Trino(Presto) Troubleshooting

Review one or more of the following procedures to help you troubleshoot Trino(Presto) issues:

Troubleshooting Trino(Presto) Query Runtime Limits and Query Hint Override
Troubleshooting Trino(Presto) Queries
- Start with a smaller data set and review subqueries
- Create a Sample Data Set with a VALUES Clause
Troubleshooting Trino(Presto) Errors

Troubleshooting Trino(Presto) Query Runtime Limits and Query Hint Override

By default, the Trino(Presto) service limits query execution time to 6 hours. You can manage the Trino(Presto) query execution time in several ways.
You might want to limit some or all Trino(Presto) queries to run for a shorter period. For example:

You can limit execution time for ad hoc queries by default, to avoid unexpectedly high Trino(Presto) costs.
You can push users to choose Hive over Trino(Presto) for large and long-running data pipeline jobs.

Trino(Presto) Query Limits:

Policies to Limit Query Execution Time
Limiting Execution Time of a Single Query with Query Hints
Using Query Hints to Extend Query Runtime Beyond Configured Limits

Policies to Limit Query Execution Time

Contact Support to request custom limits on the following types of queries:

Ad hoc queries from the Console, and queries submitted through ODBC and JDBC
Queries that run as scheduled queries or as steps in workflows
Queries explicitly assigned to any named resource pool

The limits apply to queries created by any user.

Limiting Execution Time of a Single Query with Query Hints

If you want to override any other limits for a single query, you can apply the following query hint at the beginning of the query:

Copy

Copied

-- SET SESSION query_max_execution_time = '6h'
SELECT 
  COUNT(*)
FROM
  ALL_EVENTS
;

If limits are set in your account, and you write a query with a hint, then the smallest limit between account, resource-group, query-hint, and global is used.

Supported time measures are d (days), h (hours), m (minutes), s (seconds).
Note: All Trino(Presto) queries are limited to 6 hours runtime, regardless of any account-level policy or query hint.

If the limit specified in the query hint is longer than the configured limit, then the shorter configured limit still applies. For example, if a 1-hour limit is configured for ad hoc queries, then you can use the magic comment to limit a query to 5 minutes (5m) but not to increase the limit to 2 hours (2h).

Using Query Hints to Extend Query Runtime Beyond Configured Limits

You can run a query in a special overcommit resource pool if you want to extend the runtime beyond the query's normal limits.

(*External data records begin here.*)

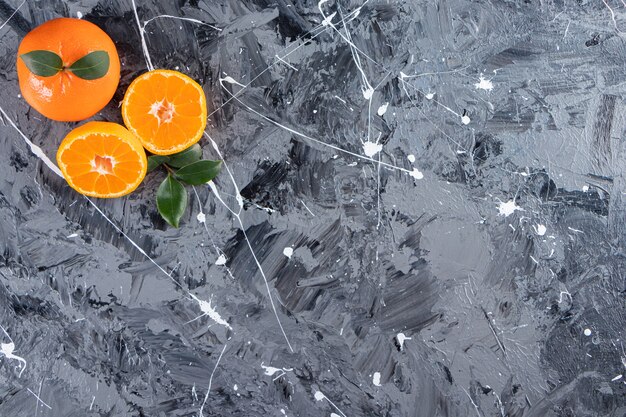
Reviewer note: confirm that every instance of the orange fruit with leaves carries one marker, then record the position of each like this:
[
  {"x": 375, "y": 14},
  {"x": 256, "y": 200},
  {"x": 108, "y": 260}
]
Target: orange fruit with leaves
[
  {"x": 102, "y": 159},
  {"x": 166, "y": 110},
  {"x": 68, "y": 69}
]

In this case, the limit specified in the query hint is greater than the query's normal limit.

For example, if there is a 30-minute limit configured on scheduled queries, you can run a longer query with the following query hints:

Copy

Copied

-- set property resource_group = 'overcommit'
-- set session query_max_execution_time = '1d'

Troubleshooting Trino(Presto) Queries

Typically, when Trino(Presto) queries running on Treasure Data have problems the following solutions can be tried:

Start with a smaller data set and review subqueries
Create a Sample Data Set with a VALUES Clause

If they do not solve your particular issue, there is always e-mail to support@treasuredata.com with the job IDs of your queries. If possible, include information about the expected results and the meaning of your data set.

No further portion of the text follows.